The ''don't know yet'' is an answer which reveals a determination to find out. And that is what I like about good scientists: tenacity, enthusiasm, patience and dispassion - a determination to find the evidence and not to jump to conclusions until it is found.
Gingins wonders why some species of wrasse and why only some individuals among the species of wrasse are cleaner fish.
He has been experimenting with the intelligence and personality of the wrasse species. The wrasse have been quite clever in stealing the client fish's mucus. If they ravage the mucus first, the client fish will shake them off and go away. So the wrasse dutifully eat a lot of parasites first before chomping on the mucus - a bit like a child eating the brussels sprouts before the steak.
On the intelligence front he has done some experiments in the research station's aquarium (which reticulates water from the reef). Two plates are put into a section containing one wrasse. The left plate always has food. The right is blank.
If the fish goes for the wrong plate both plates are withdrawn. The cleaning species learn more quickly than the non-cleaning ones.
Indeed, the phrase Gingings's Fish might have entered the lexicon if Pavlov's Dog had not barked first.
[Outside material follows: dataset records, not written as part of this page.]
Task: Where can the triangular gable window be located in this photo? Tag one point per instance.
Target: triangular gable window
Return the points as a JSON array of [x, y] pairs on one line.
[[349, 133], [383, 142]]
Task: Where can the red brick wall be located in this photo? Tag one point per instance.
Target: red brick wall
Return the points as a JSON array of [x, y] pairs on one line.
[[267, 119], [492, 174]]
More subtly, Gingings puts plates with several sorts of food on them into the water. As soon as a fish samples any of the food the plate is withdrawn. Most fish go for the most palatable food first. Not so the cleaner wrasse. It realises that it must eat its brussel sprouts before it can get a good feed of fillet steak. It understands that it can get meat and veges, not just meat.
Interestingly enough, this same experiment has been applied to chimpanzees and other primates. They go for the most palatable food first up every time. Some greedy, impetuous humans are like this, too. They either don't learn or take longer to learn the lesson that the humble cleaner wrasse understands: swallow the poor quality and no one notices. It is free. As soon as you try for the big juicy stuff expect all the food supply to be cut off straight away.
Gingins is also studying the difference between the boldness of the cleaner wrasse compared to its non-cleaner cousins. It must take some courage to front a very large fish and swim in its mouth.
Cleaner wrasse will swim up to human hands in an aquarium and even attempt to clean fingernails. Indeed, a cleaner wrasse once tried to clean the wax out of my ear.
All this, of course, is more than idle curiosity. If fish parasites are not controlled in aquaculture, for example, it could be ruinous. More broadly, understanding of the reef will help its preservation and billions of dollars worth of tourism - especially international tourism - and the commercial and recreational fishing industries. And therapeutic drugs could be developed from creatures on the reef.
The importance of the reef to Australia and the threat posed to it by climate change is a reason for Australia to be at the forefront of climate science and to be doing something about climate change.
We are not all cut out to be scientists. Many of us jump to conclusions, allow emotion to take hold, dismiss inconvenient evidence, and have not got the patience to gather the evidence or humility to admit we don't know if the evidence is not in.
Nonetheless, as the number of Australian students studying science decreases, we should at least be doing more to teach the scientific method and the history of science so that Australians have a greater appreciation of its importance.
Let's hope that like the ingenious cleaner wrasse we can use our intelligence and boldness to make the best of our environment.